The second was the family dynamics: Stravinsky's wife Catherine is ill, with tuberculosis (consumption) and Chanel insists on providing what she thought was the best of 1920's Parisian medical care. That care was not, of course, very good nor was it very effective. Well before 1920 patients were sent for their "rest" into the mountains and other areas with good air and a therapeutic relief of stress. Catherine stays in polluted Paris and in a stressful atmosphere in which she is suddenly dependent upon others and also does not have the central part of her children's lives which she had had when she was healthier. Additionally, she seems and hears her husband and, increasingly, her children come under the spell of the vigorous (and controlling) Coco Chanel. Her children are cared for by the household servants but mostly by their governess (and later are sent out to a school). The oldest girl is particularly charmed by and favored by Chanel and we learn in the appendix that she later becomes part of Chanel's establishment.
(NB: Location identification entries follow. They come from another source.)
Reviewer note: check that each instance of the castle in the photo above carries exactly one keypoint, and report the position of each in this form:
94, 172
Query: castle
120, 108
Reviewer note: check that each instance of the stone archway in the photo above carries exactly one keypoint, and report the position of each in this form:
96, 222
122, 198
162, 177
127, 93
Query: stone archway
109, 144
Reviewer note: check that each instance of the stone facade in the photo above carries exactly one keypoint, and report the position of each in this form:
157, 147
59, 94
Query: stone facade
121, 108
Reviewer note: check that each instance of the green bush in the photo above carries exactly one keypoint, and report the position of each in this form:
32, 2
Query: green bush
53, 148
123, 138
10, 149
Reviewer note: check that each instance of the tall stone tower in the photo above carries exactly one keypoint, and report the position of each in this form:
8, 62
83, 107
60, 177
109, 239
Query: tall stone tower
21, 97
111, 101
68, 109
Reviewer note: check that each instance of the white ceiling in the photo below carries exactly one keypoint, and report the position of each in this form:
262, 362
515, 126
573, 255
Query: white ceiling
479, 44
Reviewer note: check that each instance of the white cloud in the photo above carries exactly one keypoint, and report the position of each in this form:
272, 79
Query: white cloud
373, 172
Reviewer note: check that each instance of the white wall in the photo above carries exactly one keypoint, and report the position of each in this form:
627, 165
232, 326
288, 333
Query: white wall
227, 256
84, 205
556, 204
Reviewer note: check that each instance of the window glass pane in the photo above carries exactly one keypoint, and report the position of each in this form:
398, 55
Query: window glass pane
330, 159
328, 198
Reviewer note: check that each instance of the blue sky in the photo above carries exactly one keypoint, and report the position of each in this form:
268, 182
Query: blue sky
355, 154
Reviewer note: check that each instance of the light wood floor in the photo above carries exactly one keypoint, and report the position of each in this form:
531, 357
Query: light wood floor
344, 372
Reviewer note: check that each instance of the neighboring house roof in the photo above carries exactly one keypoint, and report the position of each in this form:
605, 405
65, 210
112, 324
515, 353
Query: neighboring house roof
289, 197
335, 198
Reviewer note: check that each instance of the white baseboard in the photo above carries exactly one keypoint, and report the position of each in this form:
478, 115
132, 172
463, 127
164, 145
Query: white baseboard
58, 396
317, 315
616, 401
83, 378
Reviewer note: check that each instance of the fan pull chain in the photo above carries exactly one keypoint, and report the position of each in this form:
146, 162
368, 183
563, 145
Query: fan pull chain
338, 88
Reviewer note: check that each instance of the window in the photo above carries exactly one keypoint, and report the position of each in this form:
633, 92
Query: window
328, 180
Catherine and, more slowly and through just a sense that things "aren't as usual," the children notice when suddenly the daily routine of their father's work is broken up in the afternoon. This was when first Coco Chanel seduced Stravinsky in his studio and then they began to make love daily at about the same time mid-afternoon. I thought it was interesting that each phase of the affair took only a few weeks and yet it had that timeless quality that early romances seem to have; somehow Greenhalgh made this come alive with his writing. Catherine's visceral, emotional, and intellectual reactions are conveyed--and then her awkwardness and agony in making her complaints to her husband seem even more painful. Stravinsky, the guilty party, is repelled by Catherine's complaints but yet he still has a historic love for her, his memory of her as a young girl/young woman, and his love for her as the mother for his children. Greenhalgh includes far more aspects of the family dynamics but I will leave that up to those who want to read this for themselves.
Eventually, Coco realizes that she does not really love Ivor who she sees as non-decisive and not having the--what? decisiveness? visor?--character that she wants in a lover. To break it off decisively, she invites the former former Russian Grand Duke Dimitri into the home as a guest, fellow horse rider, and lover. While her love affair with Stravinsky ends, they continue to have friendly relations over most of the rest of their lives. Stravinsky was born in 1882 and Chanel in 1883; they die in their 1980's. This book would be a greatly misleading picture into their lives without the chronology of each of their lives and as their lives intersect in the appendix. It is for that reason that I rate the book only 3 stars. I thought Greenhalgh did a good job with a limited set of goals.
Commentary: I bought this as a "airport book" right after 9/11. I have handwritten notes about bathrooms being unavailable one hour after take off and one hour before landing so really not being available in flights from Detroit to New York! It just sat on my bookshelf neglected until June 9, 2015!